Me gusta pensar que soy hija predilecta del universo.
Por eso me esguincé un tobillo y comencé la cuarentena un mes antes de que comenzara la pandemia.
Mi encierro comenzó después del ocho de marzo, el día de la marcha. Ese día, salí a marchar y también cubrimos periódicamente, la experiencia de la marcha.
Miles de mujeres juntas, gritando al unísono, me olvidaron que la vida te cobra la factura de la edad con más intereses según la década en la que estás.
Corrí tratando de alcanzar al contingente y un hoyo de esos que se atraviesan (metafórica y materialmente) detuvo mi camino.
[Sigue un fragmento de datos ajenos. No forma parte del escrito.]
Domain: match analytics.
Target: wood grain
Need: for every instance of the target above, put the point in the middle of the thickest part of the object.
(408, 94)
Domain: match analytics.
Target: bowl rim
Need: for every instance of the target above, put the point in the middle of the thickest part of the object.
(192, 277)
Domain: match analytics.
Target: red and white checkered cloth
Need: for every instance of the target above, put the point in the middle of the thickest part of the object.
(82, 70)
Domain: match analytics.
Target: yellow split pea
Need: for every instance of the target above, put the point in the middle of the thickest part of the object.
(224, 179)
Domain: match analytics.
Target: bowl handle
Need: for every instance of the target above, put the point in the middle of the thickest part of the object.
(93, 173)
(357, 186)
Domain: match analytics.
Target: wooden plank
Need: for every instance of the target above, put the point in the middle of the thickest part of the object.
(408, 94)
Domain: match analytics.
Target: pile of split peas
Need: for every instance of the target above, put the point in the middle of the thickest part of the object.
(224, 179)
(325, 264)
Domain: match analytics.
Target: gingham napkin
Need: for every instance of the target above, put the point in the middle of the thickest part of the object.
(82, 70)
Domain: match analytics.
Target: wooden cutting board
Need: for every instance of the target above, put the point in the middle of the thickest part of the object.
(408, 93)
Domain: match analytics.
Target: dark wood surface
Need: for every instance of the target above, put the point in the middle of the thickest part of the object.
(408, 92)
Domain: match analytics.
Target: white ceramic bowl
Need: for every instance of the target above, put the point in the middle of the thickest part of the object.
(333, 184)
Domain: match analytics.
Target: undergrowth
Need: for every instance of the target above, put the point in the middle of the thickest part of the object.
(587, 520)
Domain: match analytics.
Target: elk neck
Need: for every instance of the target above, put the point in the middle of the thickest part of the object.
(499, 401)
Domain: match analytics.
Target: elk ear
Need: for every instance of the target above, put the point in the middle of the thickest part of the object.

Caí El resultado: un esguince de tercer grado, un pantalón de mezclilla roto y una rodilla abierta y sangrante como figurilla de semana santa.
El tobillo lastimado me obligó a parar mucho antes. El ocho de marzo tuve que parar.
Me presento a la oficina hasta la última semana del mes. Y justo esa semana, se anunció la inminente contingencia sanitaria. Así que resignadamente tuve que reemplazar mi presencia en la oficina y operar para beneficio mío y de todos los que manejan conmigo.
Desde aquél día me pregunto, ¿Qué significa parar? ¿Cómo nos obligamos a parar, no la maquinaria, sino el sentido de esa marcha?
Por eso digo que soy hija predilecta del universo. Paré hace ya un mes y medio y aún conservo trabajo y tobillo. El pantalón de mezclilla lo usaré a pesar del gran agujero que quedó, como un recordatorio de aquel memorable día de múltiples y mi rodilla, ya de por sí, machada por las cicatrices adolescentes, sigue funcionando sin problema alguno.
Soy hija predilecta del universo porque mi terca visión me había mantenido en la calle a pesar de la pandemia. El tobillo lastimado, me protegió. Pero también protegió a mis colaboradores, familiares y amigos cercanos.
Parar ha significado re plantear. Re dirigir. Re pensar. Re construir. Re administrar. Re mirar. Re sentir. Re parar … Re-pararme.
¿Cómo se reparan algunas cosas? Con el tiempo. Lo dice la frase: El tiempo lo cura todo. Por eso siempre vamos rotos, descuartizados, desarticulados. Sin re-paración alguna.
Porque el tiempo no está en nuestra lista de re-medios.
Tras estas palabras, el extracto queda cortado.